Dieser Konsens besteht natürlich noch nicht, aber Baschin wird ihn erzwingen – Tatmensch, Trotzkopf und Trickser, der er in Vollendung ist. 1967 in dem zwischen Moskau und dem Ural gelegenen Udmurtien geboren, schloß er 1991 eine Ausbildung am Bautechnischen Institut in Kasan ab und wanderte sofort nach Königsberg weiter. Dort schlug er sich lange Jahre mit seinem Architekturbüro durch, bis er Hauptverantwortlicher für die gesamte städtische Architektur wurde. Seither lebt Baschin in geklärten Verhältnissen: Die Bürokraten hassen ihn, die Menschen achten ihn, und die Medien lieben ihn. Daß alle drei Gruppen keinen Tag zur Ruhe kommen, bewirkt Baschin mit Brutalkritik am „sowjetischen Kaliningrad“, Visionen vom „europäischen Königsberg“ und permanenter Medienpräsenz.

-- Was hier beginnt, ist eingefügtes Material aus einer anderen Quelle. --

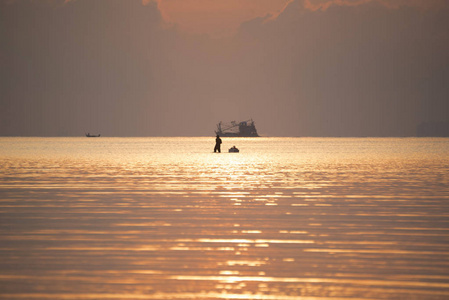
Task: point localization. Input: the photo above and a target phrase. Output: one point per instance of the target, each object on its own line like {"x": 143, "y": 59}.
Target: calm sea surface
{"x": 166, "y": 218}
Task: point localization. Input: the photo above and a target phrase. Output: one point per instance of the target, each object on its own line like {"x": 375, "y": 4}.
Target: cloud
{"x": 108, "y": 66}
{"x": 215, "y": 17}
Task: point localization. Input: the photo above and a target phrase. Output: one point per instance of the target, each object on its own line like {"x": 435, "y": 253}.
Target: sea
{"x": 167, "y": 218}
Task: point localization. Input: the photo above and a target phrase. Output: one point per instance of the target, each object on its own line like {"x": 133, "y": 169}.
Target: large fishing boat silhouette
{"x": 237, "y": 129}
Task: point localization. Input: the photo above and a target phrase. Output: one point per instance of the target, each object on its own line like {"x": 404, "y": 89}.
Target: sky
{"x": 178, "y": 67}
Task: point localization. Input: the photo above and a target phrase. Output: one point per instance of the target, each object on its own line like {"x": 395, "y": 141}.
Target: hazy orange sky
{"x": 223, "y": 17}
{"x": 178, "y": 67}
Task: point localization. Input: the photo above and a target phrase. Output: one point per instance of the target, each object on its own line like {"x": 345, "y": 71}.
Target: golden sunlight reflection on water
{"x": 166, "y": 218}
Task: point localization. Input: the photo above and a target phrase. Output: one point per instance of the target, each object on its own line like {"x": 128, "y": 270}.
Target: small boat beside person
{"x": 92, "y": 135}
{"x": 234, "y": 149}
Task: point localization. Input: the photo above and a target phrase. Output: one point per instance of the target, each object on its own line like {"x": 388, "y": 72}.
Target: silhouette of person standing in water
{"x": 217, "y": 144}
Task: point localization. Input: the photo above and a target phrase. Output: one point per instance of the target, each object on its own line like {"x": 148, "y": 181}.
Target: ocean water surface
{"x": 166, "y": 218}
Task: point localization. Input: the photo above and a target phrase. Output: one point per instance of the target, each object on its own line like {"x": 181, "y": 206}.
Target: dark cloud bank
{"x": 110, "y": 66}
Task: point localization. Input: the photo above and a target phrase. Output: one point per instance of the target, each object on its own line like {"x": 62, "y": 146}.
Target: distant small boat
{"x": 233, "y": 149}
{"x": 92, "y": 135}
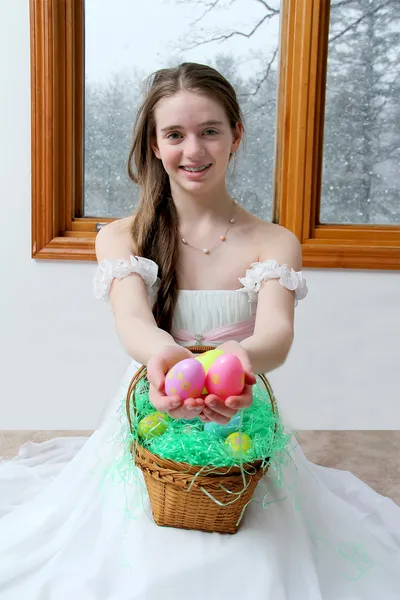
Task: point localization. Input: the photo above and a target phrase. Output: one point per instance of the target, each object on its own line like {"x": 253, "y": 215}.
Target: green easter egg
{"x": 239, "y": 443}
{"x": 153, "y": 425}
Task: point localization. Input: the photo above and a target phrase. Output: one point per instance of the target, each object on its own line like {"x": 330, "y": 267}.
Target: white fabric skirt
{"x": 69, "y": 531}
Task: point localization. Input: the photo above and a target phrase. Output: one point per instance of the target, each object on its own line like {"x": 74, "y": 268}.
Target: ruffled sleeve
{"x": 108, "y": 270}
{"x": 270, "y": 269}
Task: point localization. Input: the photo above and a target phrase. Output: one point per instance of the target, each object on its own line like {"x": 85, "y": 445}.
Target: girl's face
{"x": 194, "y": 141}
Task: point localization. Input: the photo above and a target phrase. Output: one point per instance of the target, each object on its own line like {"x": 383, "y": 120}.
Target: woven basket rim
{"x": 184, "y": 467}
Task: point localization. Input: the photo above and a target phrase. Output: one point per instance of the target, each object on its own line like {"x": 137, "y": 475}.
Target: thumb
{"x": 156, "y": 375}
{"x": 250, "y": 378}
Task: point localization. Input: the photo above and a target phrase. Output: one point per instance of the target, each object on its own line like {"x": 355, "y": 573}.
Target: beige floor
{"x": 374, "y": 456}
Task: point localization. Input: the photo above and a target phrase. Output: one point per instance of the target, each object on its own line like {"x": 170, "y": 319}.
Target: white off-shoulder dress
{"x": 69, "y": 530}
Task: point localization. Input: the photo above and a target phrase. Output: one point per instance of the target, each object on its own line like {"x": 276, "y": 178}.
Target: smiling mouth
{"x": 195, "y": 169}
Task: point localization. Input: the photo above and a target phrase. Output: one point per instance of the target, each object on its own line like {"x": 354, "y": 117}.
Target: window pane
{"x": 126, "y": 40}
{"x": 361, "y": 175}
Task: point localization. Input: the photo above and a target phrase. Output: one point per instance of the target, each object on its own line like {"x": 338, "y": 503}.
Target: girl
{"x": 192, "y": 266}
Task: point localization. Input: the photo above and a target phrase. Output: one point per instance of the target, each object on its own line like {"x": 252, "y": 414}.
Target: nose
{"x": 194, "y": 148}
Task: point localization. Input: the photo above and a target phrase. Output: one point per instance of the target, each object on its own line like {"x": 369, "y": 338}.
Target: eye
{"x": 174, "y": 133}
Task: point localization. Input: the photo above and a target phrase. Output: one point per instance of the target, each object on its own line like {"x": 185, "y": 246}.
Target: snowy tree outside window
{"x": 126, "y": 40}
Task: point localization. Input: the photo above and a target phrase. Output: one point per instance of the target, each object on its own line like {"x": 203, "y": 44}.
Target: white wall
{"x": 61, "y": 360}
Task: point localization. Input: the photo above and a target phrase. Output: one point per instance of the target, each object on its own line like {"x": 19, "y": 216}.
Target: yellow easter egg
{"x": 239, "y": 443}
{"x": 207, "y": 359}
{"x": 153, "y": 425}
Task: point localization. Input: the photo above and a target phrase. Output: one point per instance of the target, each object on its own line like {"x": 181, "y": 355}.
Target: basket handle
{"x": 142, "y": 371}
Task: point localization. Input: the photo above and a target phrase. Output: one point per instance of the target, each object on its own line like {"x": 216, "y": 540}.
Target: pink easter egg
{"x": 186, "y": 379}
{"x": 225, "y": 377}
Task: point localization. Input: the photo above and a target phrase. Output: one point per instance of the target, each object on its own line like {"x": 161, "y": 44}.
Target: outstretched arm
{"x": 272, "y": 339}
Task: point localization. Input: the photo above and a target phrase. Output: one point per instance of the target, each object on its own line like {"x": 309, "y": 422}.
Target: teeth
{"x": 195, "y": 169}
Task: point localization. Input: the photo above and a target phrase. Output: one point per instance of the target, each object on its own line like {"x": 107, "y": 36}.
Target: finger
{"x": 156, "y": 376}
{"x": 218, "y": 406}
{"x": 243, "y": 401}
{"x": 204, "y": 418}
{"x": 193, "y": 402}
{"x": 250, "y": 378}
{"x": 216, "y": 417}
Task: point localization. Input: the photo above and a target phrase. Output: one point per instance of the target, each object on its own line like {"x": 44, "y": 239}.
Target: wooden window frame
{"x": 59, "y": 230}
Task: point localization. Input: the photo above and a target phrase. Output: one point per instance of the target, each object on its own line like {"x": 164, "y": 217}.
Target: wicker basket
{"x": 182, "y": 498}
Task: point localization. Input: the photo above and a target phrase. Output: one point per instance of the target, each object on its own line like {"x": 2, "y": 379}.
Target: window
{"x": 334, "y": 180}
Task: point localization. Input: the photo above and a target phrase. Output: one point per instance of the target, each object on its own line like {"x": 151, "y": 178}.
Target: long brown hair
{"x": 155, "y": 229}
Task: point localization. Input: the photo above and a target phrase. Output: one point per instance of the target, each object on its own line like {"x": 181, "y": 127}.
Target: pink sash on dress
{"x": 233, "y": 331}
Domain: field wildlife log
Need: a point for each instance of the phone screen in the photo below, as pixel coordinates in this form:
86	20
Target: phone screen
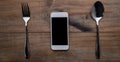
59	31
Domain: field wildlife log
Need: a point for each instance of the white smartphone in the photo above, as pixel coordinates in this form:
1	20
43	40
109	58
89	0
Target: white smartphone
59	31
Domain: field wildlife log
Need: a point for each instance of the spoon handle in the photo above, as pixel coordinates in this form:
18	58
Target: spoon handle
98	43
27	54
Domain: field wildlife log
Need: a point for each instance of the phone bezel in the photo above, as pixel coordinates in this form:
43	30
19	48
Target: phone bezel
59	14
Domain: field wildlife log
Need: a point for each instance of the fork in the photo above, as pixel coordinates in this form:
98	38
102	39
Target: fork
26	18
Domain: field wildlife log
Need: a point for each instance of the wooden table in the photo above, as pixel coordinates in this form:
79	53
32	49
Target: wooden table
82	31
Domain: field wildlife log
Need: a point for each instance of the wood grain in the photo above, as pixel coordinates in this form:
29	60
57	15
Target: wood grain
82	31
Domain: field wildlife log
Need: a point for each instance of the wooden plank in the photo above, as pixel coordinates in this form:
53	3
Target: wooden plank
11	17
12	48
82	31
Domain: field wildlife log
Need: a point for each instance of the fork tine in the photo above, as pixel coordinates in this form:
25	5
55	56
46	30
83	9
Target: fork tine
28	11
25	10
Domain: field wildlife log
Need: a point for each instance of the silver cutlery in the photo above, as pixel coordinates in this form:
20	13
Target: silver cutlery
26	18
97	15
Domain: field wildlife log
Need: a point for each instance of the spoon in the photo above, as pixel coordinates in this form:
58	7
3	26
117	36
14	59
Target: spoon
97	14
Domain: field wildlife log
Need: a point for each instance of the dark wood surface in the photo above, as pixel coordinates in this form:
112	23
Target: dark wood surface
82	31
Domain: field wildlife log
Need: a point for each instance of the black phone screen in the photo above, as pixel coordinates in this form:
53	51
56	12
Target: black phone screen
59	31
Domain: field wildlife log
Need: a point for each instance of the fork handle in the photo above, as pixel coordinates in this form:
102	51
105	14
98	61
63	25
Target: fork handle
98	43
27	53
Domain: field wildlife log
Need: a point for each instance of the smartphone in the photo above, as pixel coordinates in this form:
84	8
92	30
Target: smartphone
59	31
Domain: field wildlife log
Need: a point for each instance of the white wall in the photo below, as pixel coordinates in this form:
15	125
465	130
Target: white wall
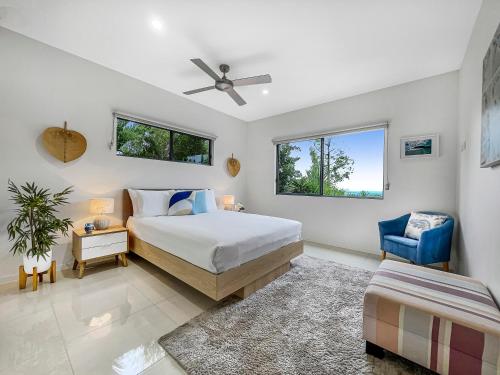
41	86
479	188
421	107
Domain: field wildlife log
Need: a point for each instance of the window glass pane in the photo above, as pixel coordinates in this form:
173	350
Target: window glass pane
141	141
354	164
299	167
190	148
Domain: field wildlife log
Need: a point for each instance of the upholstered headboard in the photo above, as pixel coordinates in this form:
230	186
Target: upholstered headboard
127	202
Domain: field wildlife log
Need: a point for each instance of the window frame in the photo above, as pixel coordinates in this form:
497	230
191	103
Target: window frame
279	141
171	129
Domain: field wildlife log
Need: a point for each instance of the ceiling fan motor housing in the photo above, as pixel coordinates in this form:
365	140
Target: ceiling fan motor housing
224	84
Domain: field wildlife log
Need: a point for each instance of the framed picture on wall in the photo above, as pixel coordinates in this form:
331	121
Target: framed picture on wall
423	146
490	122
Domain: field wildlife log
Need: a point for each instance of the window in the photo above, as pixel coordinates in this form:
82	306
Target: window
149	141
347	164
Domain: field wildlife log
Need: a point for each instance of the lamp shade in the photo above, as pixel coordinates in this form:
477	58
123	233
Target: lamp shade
228	199
102	206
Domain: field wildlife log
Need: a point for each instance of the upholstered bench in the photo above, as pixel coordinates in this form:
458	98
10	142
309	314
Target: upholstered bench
445	322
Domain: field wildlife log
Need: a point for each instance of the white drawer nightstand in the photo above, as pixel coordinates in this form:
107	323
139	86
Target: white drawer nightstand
99	244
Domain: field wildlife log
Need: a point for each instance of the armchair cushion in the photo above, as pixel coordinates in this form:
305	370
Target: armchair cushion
401	246
420	222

„In Baschins Augen liest man den Wunsch, mit Stemmeisen und Dynamit gewisse Baumonstren auf der Stelle zu beseitigen“, beobachteten Journalisten bei einer der Stadtführungen des Chefarchitekten. Recht haben sie, besonders wenn Baschin im Stadtzentrum das halbfertige „Haus der Sowjets“ und den benachbarten „Hochzeitspalast“ erblickt. Diese Klötze wurden an die Stelle des 1967 gesprengten Königsberger Schlosses gesetzt. Daß das Sowjethaus eine Bauruine ist, betrachten schadenfrohe Königsberger als Bestätigung des alten Mythos, der Platz sei „verwünscht“. Baschin möchte den Fluch durch den Wiederaufbau des Schlosses bannen, was 76 Prozent der Einwohner befürworten, zuvor das Sowjethaus „abtragen“ und in der Stadt auch die „Chruschtschowki“ flachlegen, die häßlichen Plattenbauten aus Sowjetzeiten. Was alles nur der Anfang ist, die Flurbereinigung für die „Wiedergeburt des historischen Stadtkerns“, die Baschin mit seiner legendären „uporstwo“ (Starrköpfigkeit) verfolgt.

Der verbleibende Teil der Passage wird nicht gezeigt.